Sunday, March 22, 2015

Don't manipulate that photo: Journalistic laws, ethics and the First Amendment

"Congress shall make no law respecting an establishment of religion, or prohibiting the free exercise thereof; or abridging the freedom of speech, or of the press, or the right of the people peaceably to assemble, and to petition the government for redress of grievances." First Amendment, U.S. Constitution
   If Congress holds up its end of the deal with the First Amendment, we photojournalists shall hold up our end by making ethical decisions when we shoot and publish photos.
   What really jumped out at me in this lesson was how photographers and editors blatantly violate the National Press Photographers Association Code of Ethics. Manipulating photos (aside from cropping and minor contrast adjustments), for an example, is not acceptable. Photojournalism is journalism, not art. Therefore, even slightly altering a photo, say, by removing an unwanted electrical socket on a wall or a Coca-Cola can from a portrait photo, is against our ethics. Nothing is perfect, so why strive for perfection in photojournalism?

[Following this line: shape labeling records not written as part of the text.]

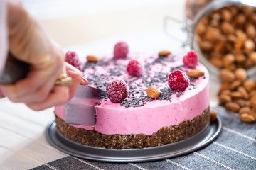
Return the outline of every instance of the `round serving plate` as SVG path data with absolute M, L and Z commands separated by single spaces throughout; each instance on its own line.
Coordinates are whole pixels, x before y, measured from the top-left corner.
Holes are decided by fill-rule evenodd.
M 46 137 L 55 148 L 73 156 L 94 161 L 136 162 L 156 161 L 192 152 L 213 142 L 221 130 L 220 118 L 196 135 L 175 143 L 142 149 L 113 149 L 82 145 L 63 137 L 54 120 L 46 128 Z

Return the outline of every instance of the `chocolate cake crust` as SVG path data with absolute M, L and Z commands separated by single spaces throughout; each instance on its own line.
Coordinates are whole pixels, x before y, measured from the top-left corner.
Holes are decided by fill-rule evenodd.
M 65 137 L 82 144 L 107 149 L 140 149 L 161 146 L 188 139 L 201 131 L 210 122 L 209 108 L 202 115 L 177 125 L 162 127 L 152 135 L 144 134 L 105 135 L 92 130 L 75 128 L 55 115 L 56 128 Z

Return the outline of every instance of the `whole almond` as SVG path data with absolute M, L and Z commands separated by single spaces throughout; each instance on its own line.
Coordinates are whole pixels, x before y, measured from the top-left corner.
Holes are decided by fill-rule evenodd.
M 188 72 L 186 74 L 192 78 L 199 78 L 204 76 L 204 72 L 199 69 L 192 69 Z
M 233 64 L 235 60 L 235 56 L 233 54 L 228 54 L 223 57 L 224 65 L 230 65 Z
M 148 89 L 146 89 L 146 94 L 151 98 L 156 98 L 159 96 L 160 93 L 156 88 L 150 86 Z
M 230 88 L 231 90 L 235 90 L 238 86 L 241 86 L 241 84 L 242 84 L 242 82 L 240 80 L 235 80 L 230 84 Z
M 247 74 L 246 70 L 243 68 L 238 68 L 235 70 L 235 78 L 240 81 L 245 81 L 247 77 Z
M 242 122 L 245 122 L 245 123 L 254 123 L 255 121 L 255 117 L 253 117 L 253 115 L 250 115 L 248 113 L 241 114 L 240 116 L 240 119 Z
M 243 86 L 247 90 L 250 91 L 255 87 L 255 81 L 253 79 L 247 79 L 244 81 Z
M 100 59 L 95 55 L 88 55 L 86 57 L 86 59 L 88 62 L 97 62 L 100 61 Z
M 220 94 L 219 96 L 219 101 L 220 103 L 225 103 L 231 101 L 232 101 L 232 98 L 230 95 L 223 94 Z
M 253 96 L 256 96 L 256 89 L 252 90 L 249 92 L 250 96 L 252 97 Z
M 210 121 L 213 122 L 217 119 L 217 113 L 215 110 L 210 110 Z
M 240 92 L 240 94 L 242 94 L 242 96 L 243 98 L 247 100 L 249 99 L 249 94 L 248 92 L 246 91 L 245 88 L 243 86 L 239 86 L 238 88 L 238 91 Z
M 240 109 L 240 106 L 233 101 L 229 101 L 225 103 L 225 108 L 231 111 L 237 112 Z
M 242 94 L 240 91 L 232 91 L 230 96 L 233 98 L 241 98 L 242 97 Z
M 244 106 L 239 110 L 239 113 L 240 114 L 249 113 L 250 111 L 250 108 L 249 106 Z
M 235 80 L 235 76 L 233 72 L 223 69 L 220 70 L 220 78 L 224 81 L 233 82 Z
M 239 104 L 240 107 L 244 107 L 248 105 L 248 101 L 242 98 L 235 98 L 234 102 Z
M 223 67 L 223 62 L 220 59 L 218 58 L 211 58 L 210 62 L 218 68 L 221 68 Z
M 250 60 L 252 61 L 254 64 L 256 64 L 256 52 L 250 52 L 248 55 L 248 57 Z
M 159 52 L 159 56 L 167 56 L 169 55 L 171 55 L 171 52 L 169 50 L 162 50 Z
M 220 26 L 224 33 L 228 34 L 234 32 L 234 27 L 229 22 L 223 22 Z

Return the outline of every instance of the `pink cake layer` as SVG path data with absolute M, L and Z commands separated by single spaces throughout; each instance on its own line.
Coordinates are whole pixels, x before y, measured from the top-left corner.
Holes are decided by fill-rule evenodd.
M 149 57 L 149 56 L 153 56 Z M 104 55 L 102 58 L 111 59 L 112 54 Z M 142 65 L 145 63 L 145 58 L 147 62 L 151 60 L 155 60 L 158 56 L 149 53 L 129 53 L 128 59 L 119 59 L 116 62 L 127 64 L 130 59 L 139 60 Z M 166 66 L 162 66 L 160 63 L 151 67 L 153 72 L 154 71 L 169 72 L 171 73 L 170 68 L 176 66 L 183 65 L 182 57 L 174 57 L 176 61 L 167 62 Z M 110 67 L 114 67 L 115 65 L 109 62 Z M 82 128 L 86 130 L 97 130 L 102 134 L 145 134 L 152 135 L 162 127 L 178 125 L 186 120 L 192 120 L 197 115 L 201 115 L 203 110 L 209 107 L 209 74 L 206 68 L 198 64 L 196 68 L 205 72 L 205 76 L 196 79 L 194 82 L 191 82 L 190 85 L 184 91 L 183 95 L 177 96 L 172 94 L 171 101 L 169 100 L 153 100 L 151 102 L 147 102 L 144 106 L 129 107 L 121 106 L 120 103 L 114 103 L 109 99 L 107 101 L 102 99 L 101 105 L 96 106 L 96 125 L 70 125 L 76 128 Z M 192 69 L 185 68 L 186 71 Z M 91 69 L 85 70 L 85 77 L 90 76 L 94 72 Z M 105 68 L 98 67 L 95 72 L 97 74 L 105 74 L 107 73 Z M 127 74 L 115 76 L 124 81 L 129 81 L 134 80 Z M 109 78 L 110 80 L 112 78 Z M 141 84 L 141 79 L 134 81 L 136 84 Z M 161 84 L 161 83 L 160 83 Z M 164 86 L 168 86 L 167 83 L 162 83 Z M 196 88 L 193 88 L 196 86 Z M 143 88 L 143 87 L 142 87 Z M 146 89 L 144 87 L 144 89 Z M 62 119 L 65 120 L 64 106 L 56 106 L 55 112 Z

   As a professional, I will always ask myself, “What’s more important, publishing a flawless, manipulated photo or maintaining credibility and reputability throughout your career?"
   It was also interesting to learn when and where a photojournalist can shoot. Kenneth Kobré’s excerpt on the Florida Publishing Co. (Times-Union) vs Fletcher case in “Photojournalism: The Professionals’ Approach” explained an exception to the law of trespassing for photos. In this case, the court ruled in favor of Times-Union photographer Bill Cranford, who entered the Fletcher’s house after a fire and took a photo of the spot where 14-year-old Cindy Fletcher’s burned body had left a silhouette scorched on the floor. Her mother was not home at the time of the fire, saw the photo in the next day’s newspaper, and attempted to sue the Times-Union paper. However, Fletcher lost the case because the police and fire marshal gave Cranford permission to enter the home and take photos, and since she was absent at the time, she did not object.
   Although this case may not be morally sound, Cranford did not actually break the law. Along with this example, this lesson provided a complete guide on the First Amendment and journalistic ethics and laws.